Intanto, comunque, nel Consiglio dei ministri, veniva approvata la mini-rivoluzione del diritto di asilo. Una norma che attua una direttiva del Parlamento europeo (per il cui mancato recepimento a luglio era stata aperta una procedura d’infrazione contro l’Italia) e prevede che venga rilasciato il permesso di soggiorno di lungo periodo «alle medesime condizioni previste per i cittadini stranieri» anche al «rifugiato e al titolare di protezione sussidiaria» che finora ne erano esclusi. Nei quattro articoli del ddl viene prevista la possibilità per i rifugiati di muoversi all’interno dei Paesi europei. I titolari di protezione internazionale muniti del permesso di «lungo soggiorno», infatti, potranno stabilirsi, a determinate condizioni (ad esempio, per motivi di lavoro), in un secondo Stato europeo. Per ottenere il permesso «lungo» si elimina per gli stranieri beneficiari di protezione internazionale e i loro familiari l’onere di documentare la disponibilità di un alloggio idoneo. Si esclude anche l’obbligo di superare un test di conoscenza della lingua italiana. E per il rilascio del permesso ai titolari di protezione internazionale, nel calcolo dei cinque anni necessari a maturare lo status, si computa il periodo di soggiorno compreso tra la data di presentazione della domanda di protezione internazionale e la data del rilascio del permesso di soggiorno per asilo o per protezione sussidiaria.

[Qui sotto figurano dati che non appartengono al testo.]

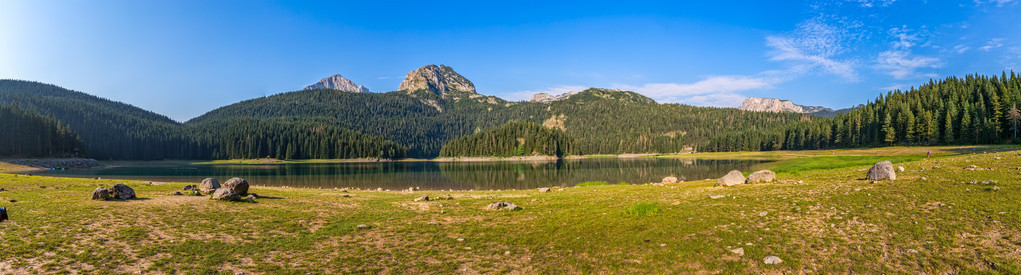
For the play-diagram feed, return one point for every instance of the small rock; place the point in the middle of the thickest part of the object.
(732, 178)
(208, 185)
(100, 193)
(502, 205)
(226, 194)
(122, 191)
(772, 260)
(881, 171)
(761, 176)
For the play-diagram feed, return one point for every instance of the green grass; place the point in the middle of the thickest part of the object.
(831, 223)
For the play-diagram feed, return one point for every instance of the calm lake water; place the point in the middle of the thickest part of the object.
(429, 175)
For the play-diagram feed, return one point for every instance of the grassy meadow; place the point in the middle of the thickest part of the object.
(954, 221)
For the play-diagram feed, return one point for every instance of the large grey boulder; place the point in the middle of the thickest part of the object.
(122, 191)
(731, 179)
(100, 193)
(208, 185)
(226, 194)
(238, 184)
(881, 171)
(761, 176)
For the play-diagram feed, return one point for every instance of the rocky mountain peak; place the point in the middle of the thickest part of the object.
(336, 82)
(777, 105)
(438, 79)
(546, 98)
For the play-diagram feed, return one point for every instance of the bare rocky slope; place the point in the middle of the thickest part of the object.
(336, 82)
(778, 105)
(437, 79)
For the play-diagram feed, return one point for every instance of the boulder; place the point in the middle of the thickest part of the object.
(502, 205)
(122, 191)
(226, 194)
(100, 193)
(731, 179)
(761, 176)
(208, 185)
(238, 184)
(881, 171)
(772, 260)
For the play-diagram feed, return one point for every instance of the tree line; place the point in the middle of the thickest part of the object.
(973, 109)
(512, 139)
(28, 134)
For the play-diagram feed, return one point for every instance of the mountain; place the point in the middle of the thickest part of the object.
(600, 121)
(436, 79)
(546, 98)
(30, 134)
(778, 105)
(973, 109)
(336, 82)
(109, 130)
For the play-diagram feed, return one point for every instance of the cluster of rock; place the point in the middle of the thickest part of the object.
(502, 205)
(882, 171)
(117, 191)
(57, 163)
(778, 105)
(232, 189)
(336, 82)
(735, 177)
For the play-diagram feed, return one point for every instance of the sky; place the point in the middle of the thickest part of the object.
(183, 57)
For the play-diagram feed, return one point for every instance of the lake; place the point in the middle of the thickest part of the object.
(428, 175)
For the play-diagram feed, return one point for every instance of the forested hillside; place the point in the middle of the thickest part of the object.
(600, 121)
(974, 109)
(512, 139)
(29, 134)
(109, 129)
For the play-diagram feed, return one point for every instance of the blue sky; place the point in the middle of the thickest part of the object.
(183, 58)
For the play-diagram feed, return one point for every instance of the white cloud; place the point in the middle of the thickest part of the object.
(900, 61)
(712, 91)
(872, 3)
(999, 3)
(814, 45)
(992, 44)
(961, 49)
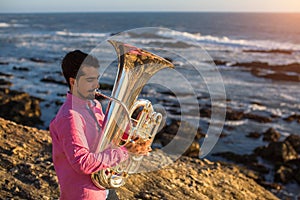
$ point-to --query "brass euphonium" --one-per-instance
(136, 66)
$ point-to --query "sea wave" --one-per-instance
(226, 41)
(6, 25)
(67, 33)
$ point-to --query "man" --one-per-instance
(76, 131)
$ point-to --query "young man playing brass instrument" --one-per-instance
(76, 131)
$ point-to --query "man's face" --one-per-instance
(85, 85)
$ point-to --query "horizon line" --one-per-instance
(150, 11)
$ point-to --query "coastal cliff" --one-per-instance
(27, 172)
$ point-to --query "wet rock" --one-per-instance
(277, 51)
(277, 152)
(234, 115)
(220, 62)
(33, 175)
(255, 135)
(294, 117)
(271, 135)
(50, 79)
(284, 174)
(294, 140)
(193, 151)
(20, 107)
(258, 118)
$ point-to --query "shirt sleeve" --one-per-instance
(76, 150)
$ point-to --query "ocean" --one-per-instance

Il nuovo status di «lungo soggiornante» per i beneficiari di protezione internazionale non interferisce con la protezione dall’espulsione, che rimane circoscritta ai casi di pericolosità per l’ordine e la sicurezza pubblica. Fermo restando che nessuno può essere rinviato verso uno Stato in cui può essere oggetto di persecuzione.

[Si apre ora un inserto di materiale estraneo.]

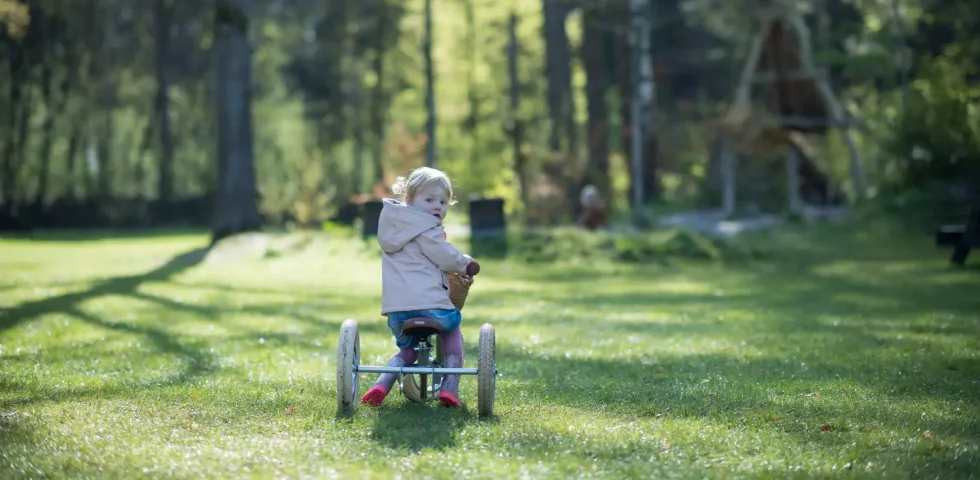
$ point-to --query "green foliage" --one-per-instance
(938, 137)
(574, 245)
(125, 356)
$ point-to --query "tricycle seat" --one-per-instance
(422, 327)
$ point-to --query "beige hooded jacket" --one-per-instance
(415, 260)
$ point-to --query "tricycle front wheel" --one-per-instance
(486, 370)
(348, 359)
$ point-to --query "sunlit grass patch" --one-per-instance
(135, 357)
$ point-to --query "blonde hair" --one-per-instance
(420, 179)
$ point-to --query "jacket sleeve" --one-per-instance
(441, 252)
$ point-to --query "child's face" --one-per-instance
(433, 199)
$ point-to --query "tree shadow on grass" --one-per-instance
(199, 361)
(91, 234)
(764, 394)
(413, 427)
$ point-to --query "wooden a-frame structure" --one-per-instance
(802, 102)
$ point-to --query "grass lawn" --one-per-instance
(835, 356)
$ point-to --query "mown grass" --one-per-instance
(833, 354)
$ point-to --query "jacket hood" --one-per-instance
(399, 224)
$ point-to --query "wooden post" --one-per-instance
(793, 181)
(728, 167)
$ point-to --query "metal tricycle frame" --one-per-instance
(349, 368)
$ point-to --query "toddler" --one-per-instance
(415, 262)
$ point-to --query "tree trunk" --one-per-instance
(557, 69)
(597, 83)
(378, 108)
(515, 125)
(236, 196)
(107, 102)
(562, 166)
(165, 175)
(47, 129)
(430, 95)
(355, 54)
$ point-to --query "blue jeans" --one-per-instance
(448, 319)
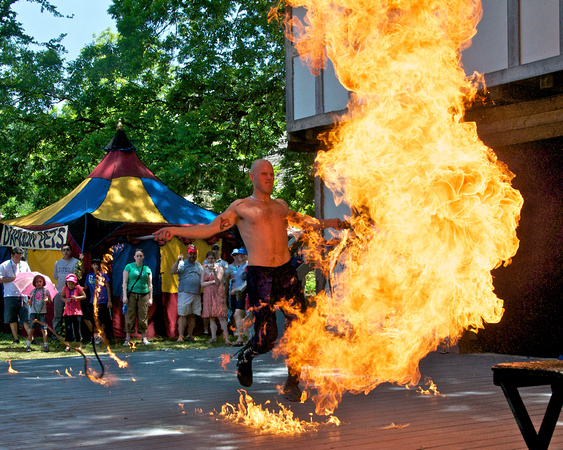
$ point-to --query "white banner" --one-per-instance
(49, 239)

Le modifiche introdotte dal decreto, si legge nella relazione di accompagnamento, mirano a garantire la stessa tutela allo straniero a cui il permesso per soggiornante di lungo periodo è stato rilasciato da un altro Stato membro. In particolare, si prevede che lo straniero a cui un altro Stato Ue ha riconosciuto sia la protezione internazionale che lo status di soggiornante di lungo periodo possa essere allontanato solo verso questo Stato. Il provvedimento è stato accompagnato dallo stanziamento da parte del Consiglio dei ministri di 190 milioni per l’immigrazione a cui se ne aggiungono 20 per i minori non accompagnati.